Modern Concepts Of Crisis, Contemporary Definition And Usage, Bibliography



The term crisis comes from the Greek noun krisis (choice, decision, judgment), deriving from the Greek verb krinein (to decide). The word makes an ancient debut in Greek historical writing via the legal, medical, and rhetorical terminology as the turning point in a decision, illness, or argument. Its definitive reappearance with reference to historical events, periods, or processes dates from the late eighteenth century, its classic formulation from the second half of the nineteenth century, and its proliferation as a catchall term for a crucial or decisive stage or state of affairs from the last half of the twentieth century. The history of the notion of crisis veers between failed attempts at precise definition and its inflation and devaluation as a tool of analysis.



Focus and flexibility inhere in the concept of crisis and account for much of its appeal.
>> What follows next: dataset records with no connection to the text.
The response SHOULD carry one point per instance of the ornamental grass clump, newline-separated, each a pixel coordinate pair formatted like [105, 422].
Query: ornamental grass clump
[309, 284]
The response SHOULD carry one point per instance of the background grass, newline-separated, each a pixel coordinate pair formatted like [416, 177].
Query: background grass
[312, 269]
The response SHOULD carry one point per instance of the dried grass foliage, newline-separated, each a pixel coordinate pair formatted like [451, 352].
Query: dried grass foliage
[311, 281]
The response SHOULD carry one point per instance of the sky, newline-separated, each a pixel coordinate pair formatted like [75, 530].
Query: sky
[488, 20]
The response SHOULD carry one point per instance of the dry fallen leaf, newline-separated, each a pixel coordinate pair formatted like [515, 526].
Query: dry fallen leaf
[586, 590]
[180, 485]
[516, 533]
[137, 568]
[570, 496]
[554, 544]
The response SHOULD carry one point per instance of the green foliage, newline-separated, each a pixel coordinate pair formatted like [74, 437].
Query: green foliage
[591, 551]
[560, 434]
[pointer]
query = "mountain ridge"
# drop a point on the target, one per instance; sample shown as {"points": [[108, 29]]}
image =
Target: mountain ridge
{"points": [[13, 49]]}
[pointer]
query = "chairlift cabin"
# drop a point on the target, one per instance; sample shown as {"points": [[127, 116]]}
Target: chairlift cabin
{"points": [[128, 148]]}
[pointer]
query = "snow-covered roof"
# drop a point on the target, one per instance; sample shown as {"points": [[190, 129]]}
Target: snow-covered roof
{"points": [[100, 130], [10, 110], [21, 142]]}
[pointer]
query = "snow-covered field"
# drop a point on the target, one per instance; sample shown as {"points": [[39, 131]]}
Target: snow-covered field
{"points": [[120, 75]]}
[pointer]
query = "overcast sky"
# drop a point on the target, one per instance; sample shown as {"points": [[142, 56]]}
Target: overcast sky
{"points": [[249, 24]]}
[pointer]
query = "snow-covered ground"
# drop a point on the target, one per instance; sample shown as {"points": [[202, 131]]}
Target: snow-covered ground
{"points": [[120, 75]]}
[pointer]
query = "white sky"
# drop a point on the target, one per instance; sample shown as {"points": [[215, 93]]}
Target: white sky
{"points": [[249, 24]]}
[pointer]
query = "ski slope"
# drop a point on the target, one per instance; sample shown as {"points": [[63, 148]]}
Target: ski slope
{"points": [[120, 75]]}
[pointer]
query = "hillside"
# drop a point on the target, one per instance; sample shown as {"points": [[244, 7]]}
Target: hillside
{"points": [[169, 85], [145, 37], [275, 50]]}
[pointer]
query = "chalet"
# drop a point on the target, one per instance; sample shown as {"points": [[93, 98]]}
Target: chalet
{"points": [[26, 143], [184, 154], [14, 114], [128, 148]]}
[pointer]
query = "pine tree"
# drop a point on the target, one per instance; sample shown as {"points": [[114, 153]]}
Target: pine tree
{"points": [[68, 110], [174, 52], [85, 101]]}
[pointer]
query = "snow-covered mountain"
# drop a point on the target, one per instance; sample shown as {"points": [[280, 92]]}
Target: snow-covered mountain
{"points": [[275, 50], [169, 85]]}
Crises, to be regarded as such, must occur in the course of specific events, but they can be characterized in organic, mechanistic, or revolutionary terms as critical episodes in a life cycle, indices of structural dysfunction, or corollaries of revolution. In the ideological reckoning with the great upheavals of modern history since the revolutions of the late eighteenth century, historical crises have often been cast as liberating by the Left and as proof of human fallibility by the Right. The language of crisis can be charged with drama, plotted as narrative, objectified as analysis, and pinned to empirical data.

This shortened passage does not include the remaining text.